High School Grads Failed To Claim $2.7B In College Grant Money Last Year

If you’re planning to attend college in the fall but haven’t gone through the not terribly difficult process of filling out a Free Application for Federal Student Aid, you’re potentially giving up your chance to claim thousands of dollars in free money. But you wouldn’t be alone; a new analysis shows that U.S. students failed to claim upwards of $2.7 billion last year because they didn’t take the time to fill out a piece of paper.

The FAFSA hooks up students and potential students with various ways to obtain federal and state grants. You don’t even need to learn how to use a pencil to fill one out. The Dept. of Education’s website has an online version you can plug your info into.

But according to the latest analysis from NerdWallet, some 1.45 million high school graduates didn’t fill out a FAFSA in 2014. Not all of them would be grant eligible, so the study cuts that figure down to around 750,000 graduates who would have been able to claim some federal Pell grant money.
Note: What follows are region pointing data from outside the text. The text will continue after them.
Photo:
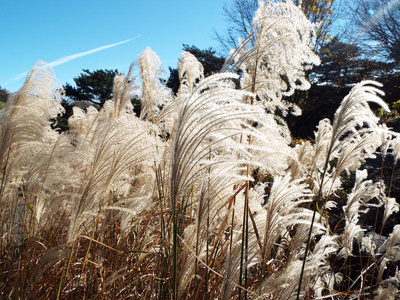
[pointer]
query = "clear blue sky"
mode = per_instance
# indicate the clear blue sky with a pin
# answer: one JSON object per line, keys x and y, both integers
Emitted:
{"x": 59, "y": 32}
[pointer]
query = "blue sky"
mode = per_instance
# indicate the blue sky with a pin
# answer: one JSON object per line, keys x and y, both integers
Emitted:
{"x": 99, "y": 34}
On average, these students were leaving $1,861 in grant money on the table, but in several places that average was well over $2,000, peaking at $2,639 (Mississippi) and $2,513 (Washington, D.C.) per student.

Not surprisingly, the country’s two most populous states — California and Texas — also represented the most unclaimed grant money, at $342 million and $328 million, respectively. Just those two states account for nearly 25% of all the unclaimed money nationwide.

For years, we’ve been urging students to fill out their FAFSAs at the start of the new year, as some grants — especially state-level ones — are disbursed on a first-come basis. Filling out the FAFSA early also gives you a head start on getting a better understanding on what you’ll have to borrow or go out-of-pocket for in the next school year.

Last year, one study found that some 40% of potential applicants had not finished a FAFSA by mid-April, only weeks shy of the traditional May 1 deadline for most incoming college students to finally select which school they are going to attend.

Starting next fall, students can get started on the FAFSA process even earlier, so that it better aligns with the college application process instead of coming after students and their parents have already exhausted themselves filling out countless forms.

To help applicants out, NerdWallet has created a free online guide to steer aid them in navigating the occasionally frustrating form.